Quand Brett me lance les clés et que je les attrape, nos cerveaux sont temporairement synchronisés, chacun suivant la trajectoire des clés dans les airs, calculant où ma main doit être pour entrer en contact. La recherche montre qu'il peut être gratifiant d'être en phase avec une autre personne lorsque nous travaillons ensemble (bien que nos cerveaux se synchronisent également lorsque nous vivons des expériences douloureuses et désagréables avec les autres). Par exemple, les gens montrent plus d'activation dans les régions de pertinence sociale et de récompense lorsqu'ils coopèrent pour résoudre un labyrinthe ensemble que lorsqu'ils le résolvent seuls. Le système de pertinence sociale nous aide à comprendre les autres et nous met en accord avec eux, et le système de valeurs nous récompense lorsque cet alignement se produit.
Mais la synchronisation de cerveau à cerveau n'est pas seulement utile pour la récompense intrinsèque qu'elle procure, elle est aussi une base pour la compréhension partagée qui nous permet de communiquer avec succès et de travailler ensemble. Nous tenons souvent pour acquis que lorsque nous racontons un incident à une autre personne, elle sera en mesure de comprendre l'expérience que nous avons vécue, ou que lorsque nous donnons des instructions à un membre de l'équipe, il sera en mesure de comprendre ce que nous voulons qu'il fasse. La synchronisation de cerveau à cerveau est une partie de ce qui rend cela possible, alors qu'un manque de synchronisation de cerveau à cerveau est associé à une moindre compréhension partagée.
Par exemple, lorsque les gens écoutaient une histoire racontée par un inconnu, plus le cerveau de l'auditeur suivait les mêmes schémas que celui du narrateur, plus ils se souvenaient correctement de ce qui s'était passé dans l'histoire par la suite. En d'autres termes, lorsque le cerveau du narrateur et le cerveau de l'auditeur étaient en phase, les auditeurs apprenaient de l'histoire du narrateur. Dans une autre étude, plus les cerveaux des élèves reflétaient les schémas du cerveau de l'enseignant, plus les élèves apprenaient avec succès les faits du cours de l'enseignant.

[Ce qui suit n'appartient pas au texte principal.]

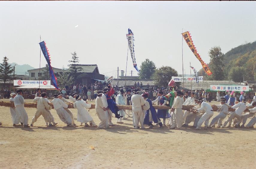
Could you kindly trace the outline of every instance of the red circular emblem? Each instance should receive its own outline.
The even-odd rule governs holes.
[[[22,82],[21,81],[21,80],[19,80],[17,83],[19,85],[20,85],[22,84]]]

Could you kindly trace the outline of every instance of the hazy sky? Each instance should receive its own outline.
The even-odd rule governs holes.
[[[125,70],[130,28],[139,68],[148,58],[182,74],[183,41],[188,74],[190,62],[198,71],[202,66],[183,39],[183,29],[208,63],[215,46],[225,53],[256,40],[255,7],[255,1],[0,1],[0,57],[39,68],[41,35],[53,67],[67,67],[75,51],[80,64],[96,64],[100,73],[117,77],[116,71],[105,73]],[[127,75],[131,70],[128,54]]]

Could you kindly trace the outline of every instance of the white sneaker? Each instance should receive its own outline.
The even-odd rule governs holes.
[[[114,126],[114,125],[112,122],[108,122],[108,125],[109,126]]]

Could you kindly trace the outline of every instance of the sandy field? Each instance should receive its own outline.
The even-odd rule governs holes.
[[[30,123],[36,109],[25,109]],[[71,110],[76,120],[77,110]],[[112,122],[116,125],[107,129],[80,126],[78,122],[77,127],[67,127],[55,110],[51,112],[58,123],[56,126],[45,126],[41,116],[34,127],[15,127],[9,108],[0,107],[0,168],[234,169],[256,166],[254,128],[134,129],[131,118],[119,124],[114,117]],[[95,109],[90,113],[98,124]],[[215,112],[213,117],[217,114]]]

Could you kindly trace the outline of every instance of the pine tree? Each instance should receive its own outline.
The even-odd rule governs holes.
[[[138,75],[140,79],[150,79],[155,71],[155,63],[148,59],[141,63]]]
[[[221,52],[219,46],[212,47],[208,52],[210,57],[210,66],[209,68],[212,74],[207,76],[207,79],[211,80],[222,80],[225,77],[224,67],[224,54]]]
[[[75,81],[77,77],[77,72],[81,71],[82,68],[79,66],[78,63],[79,63],[79,57],[76,55],[76,53],[74,52],[73,53],[71,53],[72,55],[72,60],[69,61],[69,62],[71,64],[69,65],[69,66],[68,69],[70,76],[74,77]]]
[[[9,60],[5,56],[3,60],[3,63],[0,63],[0,79],[2,80],[5,84],[8,80],[13,78],[11,74],[13,72],[13,68],[8,63]]]
[[[163,66],[157,69],[154,74],[153,79],[156,84],[160,86],[166,87],[172,76],[177,76],[178,72],[174,69],[169,66]]]
[[[46,64],[46,68],[43,70],[42,73],[41,79],[46,80],[51,80],[51,77],[49,73],[49,65],[48,64]]]
[[[66,70],[63,69],[62,72],[58,72],[58,85],[60,89],[65,87],[66,85],[70,86],[74,83],[74,78]]]

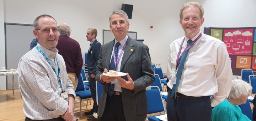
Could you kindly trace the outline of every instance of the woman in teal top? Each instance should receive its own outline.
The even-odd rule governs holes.
[[[248,92],[252,87],[241,79],[232,80],[232,85],[227,99],[213,108],[212,121],[251,121],[242,113],[238,105],[246,103]]]

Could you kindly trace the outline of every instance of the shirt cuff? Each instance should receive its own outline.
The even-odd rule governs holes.
[[[106,82],[103,82],[103,81],[101,80],[101,75],[102,75],[102,74],[101,74],[101,75],[100,75],[100,80],[101,81],[102,83],[103,84],[106,83]]]

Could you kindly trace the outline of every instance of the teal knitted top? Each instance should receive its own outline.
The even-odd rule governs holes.
[[[213,108],[212,113],[212,121],[251,121],[242,113],[241,108],[234,105],[227,100],[220,103]]]

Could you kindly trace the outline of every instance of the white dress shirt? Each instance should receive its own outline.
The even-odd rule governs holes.
[[[192,40],[199,35],[200,31]],[[183,36],[172,42],[168,57],[169,80],[175,77],[176,60],[180,47],[185,37],[181,53],[188,39]],[[228,96],[231,87],[232,72],[231,60],[225,43],[203,34],[189,50],[177,92],[191,96],[212,95],[212,106],[218,104]],[[172,85],[169,86],[171,89]]]
[[[118,47],[118,58],[119,58],[119,56],[120,56],[120,54],[121,53],[121,52],[122,51],[122,49],[123,49],[123,48],[124,46],[124,44],[125,44],[126,42],[126,41],[127,41],[127,39],[128,39],[128,36],[127,35],[123,39],[123,40],[121,40],[121,41],[119,42],[121,44],[120,46]],[[112,58],[112,56],[113,56],[113,53],[114,53],[114,47],[115,45],[116,45],[116,43],[117,42],[117,41],[115,39],[115,44],[114,45],[114,46],[113,46],[113,50],[112,50],[112,54],[111,55],[111,59]],[[120,57],[120,61],[119,61],[119,63],[118,63],[118,65],[117,65],[117,71],[118,72],[120,72],[120,68],[121,68],[121,62],[122,62],[122,58],[123,58],[123,55],[124,52],[123,53],[123,54],[121,55],[121,57]],[[110,59],[110,61],[111,62],[111,59]],[[116,78],[114,80],[114,81],[117,82],[117,83],[114,83],[114,91],[117,91],[119,92],[122,92],[122,88],[121,87],[121,85],[120,85],[120,83],[119,83],[119,81],[118,81],[117,79]]]
[[[24,55],[18,63],[18,82],[24,101],[23,111],[26,117],[42,120],[57,118],[68,108],[68,102],[60,92],[75,97],[72,82],[68,79],[64,60],[57,53],[47,49],[39,43],[38,47],[49,59],[58,73],[56,58],[59,66],[62,88],[59,87],[57,76],[46,59],[36,48]]]

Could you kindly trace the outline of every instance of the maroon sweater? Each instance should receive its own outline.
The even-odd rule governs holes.
[[[59,54],[64,59],[67,72],[75,73],[78,78],[83,65],[80,45],[78,42],[65,35],[59,36],[59,42],[56,48]]]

Les élèves dont les cerveaux montraient le plus fort couplage avec l'enseignant ont également montré les plus grands gains dans les scores d'apprentissage. De même, dans une expérience de laboratoire dans laquelle des personnes ont été assignées au hasard à résoudre des problèmes seules ou en équipes de quatre, plus les membres de l'équipe montraient une activité cérébrale synchronisée lorsqu'ils résolvaient les problèmes, meilleures étaient leurs performances. La recherche montre également que la synchronisation neuronale est essentielle pour communiquer avec succès des informations sur des expériences que quelqu'un d'autre n'a peut-être pas encore vécues.

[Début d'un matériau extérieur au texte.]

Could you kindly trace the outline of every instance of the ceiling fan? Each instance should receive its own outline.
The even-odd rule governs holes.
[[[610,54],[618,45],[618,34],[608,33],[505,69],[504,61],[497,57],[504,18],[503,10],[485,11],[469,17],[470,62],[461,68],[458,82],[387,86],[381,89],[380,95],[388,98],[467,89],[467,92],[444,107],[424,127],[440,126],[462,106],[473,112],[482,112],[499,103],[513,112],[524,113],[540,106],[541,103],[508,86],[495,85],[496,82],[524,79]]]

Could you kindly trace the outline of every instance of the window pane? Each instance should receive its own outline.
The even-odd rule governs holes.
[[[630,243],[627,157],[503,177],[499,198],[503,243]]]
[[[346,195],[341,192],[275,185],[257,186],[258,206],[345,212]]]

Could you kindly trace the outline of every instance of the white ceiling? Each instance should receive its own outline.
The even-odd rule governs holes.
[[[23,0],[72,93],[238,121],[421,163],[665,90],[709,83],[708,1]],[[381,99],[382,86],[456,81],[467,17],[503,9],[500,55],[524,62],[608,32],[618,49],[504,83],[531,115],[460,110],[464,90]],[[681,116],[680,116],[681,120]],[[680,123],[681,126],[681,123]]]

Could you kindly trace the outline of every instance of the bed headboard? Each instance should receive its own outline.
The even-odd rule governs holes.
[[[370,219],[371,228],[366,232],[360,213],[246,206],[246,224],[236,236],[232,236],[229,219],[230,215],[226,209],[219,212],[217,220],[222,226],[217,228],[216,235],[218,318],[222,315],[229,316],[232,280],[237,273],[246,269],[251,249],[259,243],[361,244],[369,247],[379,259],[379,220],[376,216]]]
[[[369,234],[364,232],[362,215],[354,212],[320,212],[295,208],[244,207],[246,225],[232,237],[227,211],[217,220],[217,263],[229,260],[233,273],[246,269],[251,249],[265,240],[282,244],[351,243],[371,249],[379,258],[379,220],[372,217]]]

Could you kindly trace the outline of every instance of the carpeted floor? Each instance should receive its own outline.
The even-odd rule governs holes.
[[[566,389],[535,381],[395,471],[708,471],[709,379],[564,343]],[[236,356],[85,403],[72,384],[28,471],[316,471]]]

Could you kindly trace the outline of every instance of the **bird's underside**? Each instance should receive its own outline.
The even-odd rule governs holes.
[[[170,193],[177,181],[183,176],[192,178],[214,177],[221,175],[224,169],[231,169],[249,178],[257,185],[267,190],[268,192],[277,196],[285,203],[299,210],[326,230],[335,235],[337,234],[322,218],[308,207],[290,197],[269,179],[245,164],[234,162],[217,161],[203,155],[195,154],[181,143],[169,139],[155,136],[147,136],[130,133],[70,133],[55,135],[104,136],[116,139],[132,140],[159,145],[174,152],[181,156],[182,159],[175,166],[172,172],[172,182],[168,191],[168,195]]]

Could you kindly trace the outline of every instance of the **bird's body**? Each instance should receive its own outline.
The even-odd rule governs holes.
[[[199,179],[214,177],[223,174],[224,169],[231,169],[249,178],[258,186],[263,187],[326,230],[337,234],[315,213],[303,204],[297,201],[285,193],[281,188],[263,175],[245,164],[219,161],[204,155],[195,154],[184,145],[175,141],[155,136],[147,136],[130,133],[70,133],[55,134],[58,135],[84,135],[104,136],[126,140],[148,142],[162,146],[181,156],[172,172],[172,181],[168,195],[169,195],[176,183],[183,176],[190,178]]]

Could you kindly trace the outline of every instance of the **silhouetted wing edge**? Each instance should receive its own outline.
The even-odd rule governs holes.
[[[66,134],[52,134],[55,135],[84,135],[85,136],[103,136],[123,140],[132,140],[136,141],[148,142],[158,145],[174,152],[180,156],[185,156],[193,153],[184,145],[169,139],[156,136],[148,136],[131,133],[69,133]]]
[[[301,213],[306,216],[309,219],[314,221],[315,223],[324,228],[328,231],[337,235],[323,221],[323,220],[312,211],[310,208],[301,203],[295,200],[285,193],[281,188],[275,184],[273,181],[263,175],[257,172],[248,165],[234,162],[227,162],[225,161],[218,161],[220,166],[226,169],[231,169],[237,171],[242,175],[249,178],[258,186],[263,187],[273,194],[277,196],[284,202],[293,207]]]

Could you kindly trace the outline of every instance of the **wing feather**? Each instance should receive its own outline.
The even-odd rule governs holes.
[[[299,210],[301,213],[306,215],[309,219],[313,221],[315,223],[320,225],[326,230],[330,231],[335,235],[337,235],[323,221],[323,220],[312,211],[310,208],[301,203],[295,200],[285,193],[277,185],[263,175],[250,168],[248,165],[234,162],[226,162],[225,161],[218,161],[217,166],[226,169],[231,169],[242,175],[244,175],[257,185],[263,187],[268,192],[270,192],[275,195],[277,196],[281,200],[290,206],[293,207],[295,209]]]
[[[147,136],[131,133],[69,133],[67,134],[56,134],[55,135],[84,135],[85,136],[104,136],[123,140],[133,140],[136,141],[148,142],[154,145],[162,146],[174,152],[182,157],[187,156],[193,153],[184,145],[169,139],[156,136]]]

Vous pouvez probablement imaginer les avantages considérables de la capacité à synchroniser nos cerveaux et, par conséquent, à apprendre des expériences et des connaissances des autres. Si votre médecin comprend votre emploi du temps quotidien, il peut mieux vous aider à établir un plan qui vous permettra de vous souvenir de prendre vos médicaments. Si votre patron peut décrire efficacement son expérience antérieure de présentation à un client dans une grande salle de conférence avec de l'écho, et que vous pouvez imaginer cette salle dans laquelle vous n'avez jamais été, vous pouvez ajuster votre présentation afin que les personnes situées à l'extrémité de la table n'aient pas besoin de plisser les yeux pour lire le texte sur vos diapositives, et vous pouvez demander un microphone afin que tous les membres de l'équipe puissent mieux vous entendre. De même, si vous travaillez dans une équipe où votre communication vous met en phase avec vos coéquipiers, vous pouvez vous retrouver à être capable d'anticiper ce que vos coéquipiers vont faire, ce qui rendra plus fluide le travail auquel vous collaborez.

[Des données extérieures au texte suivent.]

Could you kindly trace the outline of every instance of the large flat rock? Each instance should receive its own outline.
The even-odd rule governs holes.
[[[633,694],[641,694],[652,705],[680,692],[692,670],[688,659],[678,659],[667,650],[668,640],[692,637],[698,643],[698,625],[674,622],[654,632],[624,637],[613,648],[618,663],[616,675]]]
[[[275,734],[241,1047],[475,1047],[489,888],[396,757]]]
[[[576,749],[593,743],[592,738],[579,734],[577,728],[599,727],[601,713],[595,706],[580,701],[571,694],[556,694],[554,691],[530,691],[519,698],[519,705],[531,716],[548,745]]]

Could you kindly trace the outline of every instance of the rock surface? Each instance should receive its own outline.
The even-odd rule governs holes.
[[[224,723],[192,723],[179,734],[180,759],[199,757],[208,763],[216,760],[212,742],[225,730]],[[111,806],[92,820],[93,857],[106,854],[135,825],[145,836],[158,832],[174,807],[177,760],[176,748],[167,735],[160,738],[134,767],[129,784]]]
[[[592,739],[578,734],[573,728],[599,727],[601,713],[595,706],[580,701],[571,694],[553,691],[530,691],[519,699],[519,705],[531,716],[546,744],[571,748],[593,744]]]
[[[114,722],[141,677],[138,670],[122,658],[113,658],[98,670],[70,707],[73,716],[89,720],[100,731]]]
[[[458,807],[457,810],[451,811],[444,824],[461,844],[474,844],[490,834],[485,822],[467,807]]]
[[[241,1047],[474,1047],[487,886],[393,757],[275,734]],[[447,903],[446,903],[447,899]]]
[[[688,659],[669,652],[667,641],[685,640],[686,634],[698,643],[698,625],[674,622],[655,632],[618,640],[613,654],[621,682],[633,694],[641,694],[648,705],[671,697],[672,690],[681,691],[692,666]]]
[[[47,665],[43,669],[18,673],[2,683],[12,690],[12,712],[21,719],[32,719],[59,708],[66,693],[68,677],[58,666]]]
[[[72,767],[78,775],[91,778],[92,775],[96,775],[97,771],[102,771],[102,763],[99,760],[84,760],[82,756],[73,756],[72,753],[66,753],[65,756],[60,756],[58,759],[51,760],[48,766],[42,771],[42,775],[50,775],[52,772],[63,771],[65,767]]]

Jusqu'à présent, on a vu que lorsque les cerveaux de deux personnes sont synchronisés, elles sont plus susceptibles de se comprendre. Mais on n'a pas toujours l'impression d'être naturellement en phase avec les gens qui nous entourent, ce qui peut rendre plus difficile la connexion avec eux. Peut-être vous êtes-vous disputé avec quelqu'un où vous aviez l'impression qu'il ne comprenait pas les faits de base de la situation, ou peut-être avez-vous un collègue qui vous irrite toujours et qui est insensible à votre point de vue. Pour comprendre pourquoi nous nous sentons parfois si désynchronisés (et, étant donné les avantages d'être synchronisé, comment nous pourrions y remédier), il est utile d'examiner pourquoi certains d'entre nous sont plus synchronisés au départ. Pensez à l'ami qui sait exactement ce dont vous avez besoin quand vous avez eu une journée difficile, au frère ou à la sœur qui comprend toutes vos dynamiques familiales, ou au collègue qui partage votre sens de l'humour. Qu'est-ce qui fait que certaines personnes "cliquent" tout simplement ?
Conformément à l'intuition selon laquelle "qui se ressemble s'assemble", une recherche menée par Carolyn Parkinson, Thalia Wheatley et Adam Kleinbaum, au Dartmouth College, a montré que les schémas cérébraux des amis proches sont remarquablement similaires les uns aux autres lorsqu'ils donnent un sens au monde. L'équipe a demandé à une cohorte d'étudiants en MBA de regarder de courts extraits vidéo sur un large éventail de sujets, allant d'un astronaute dans l'espace à des bébés paresseux dans leur sanctuaire, en passant par une critique de Google Glass et de l'humour slapstick d'America's Funniest Home Videos. Les amis proches au sein du groupe ont montré des réponses cérébrales plus synchronisées aux extraits, tandis que ceux qui étaient amis d'amis, ou même amis d'amis d'amis, ont montré des réponses moins similaires. Parallèlement, les étudiants qui ont répondu de manière plus similaire aux vidéos au début du semestre étaient plus susceptibles de devenir amis au fur et à mesure de l'année. Cela suggère que les personnes dont les cerveaux fonctionnent de manière plus similaire peuvent également trouver plus facile de cliquer, ou, comme le dit Carolyn, "qui se ressemble s'assemble".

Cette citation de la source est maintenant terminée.